The two lawmakers have suggested following three main rules.
The total number of deputies in the legislative body should be limited to 750 compared to the current 785. The ceiling for a national delegation would be decreased from 99 to 96 seats and the minimum threshold would rise from five to six seats.
Within the three main limits, the seats would be shared on the basis of the "degressive proportionality" principle, suggesting that "the bigger the population of a member state, the higher must be the number of citizens each MEP represents" and vice versa.
Three main political groups - the conservatives, the socialists and the liberals - have already indicated they will back the changes, despite internal reservations.
But others have expressed open criticism, attacking mainly the residents-based calculation.

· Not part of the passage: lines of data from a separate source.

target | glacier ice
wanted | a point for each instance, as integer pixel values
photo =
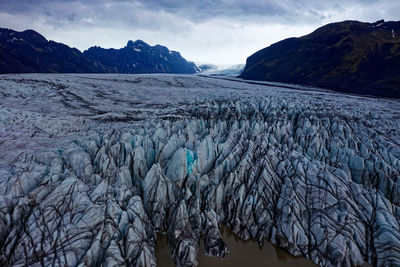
(313, 172)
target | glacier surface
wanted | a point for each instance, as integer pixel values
(92, 167)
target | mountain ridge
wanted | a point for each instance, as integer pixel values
(28, 51)
(348, 56)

According to Austrian green MEP Johannes Voggenhuber the selected mathematical formula "breaches elementary principles of fairness and perpetuates historical inequalities".

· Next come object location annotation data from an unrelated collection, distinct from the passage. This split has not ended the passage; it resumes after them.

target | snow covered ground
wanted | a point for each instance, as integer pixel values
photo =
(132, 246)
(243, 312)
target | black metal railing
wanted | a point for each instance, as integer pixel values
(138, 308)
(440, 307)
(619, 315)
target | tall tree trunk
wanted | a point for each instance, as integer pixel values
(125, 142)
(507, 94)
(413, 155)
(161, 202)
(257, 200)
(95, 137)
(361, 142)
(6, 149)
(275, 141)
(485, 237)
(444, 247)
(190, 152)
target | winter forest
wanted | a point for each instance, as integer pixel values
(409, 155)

"The European Parliament represents voters, not the socio-economic capacity of states. If there is no demos, then there is no parliament", Mr Voggenhuber said.
Italian MEP Luca Romagnoli from the far-right Identity, Tradition and Sovereignty group has also suggested the report to "be rejected with scorn as it ignored many facts". "Why should Malta and Estonia have the same number of MEPs [six] even though Estonia's population is three times bigger", he added.
But Mr Lamassoure has urged his colleagues to defend the European interest, not narrow national ones.
"This is only an provisional solution", he said, adding "the best would be to come up with a mathematical principal, which could be applied automatically with future enlargements, but the short deadline made it impossible".
Both he and Mr Severin warned against rejecting the report in today's vote saying this would effectively mean MEPs would leave the matter for national governments to decide.
"If we fail, the parliament will send out a message that it is not able to adopt an important reform and has to wait for the executive to decide it", Mr Severin said, adding it "could be a prelude to a bigger failure".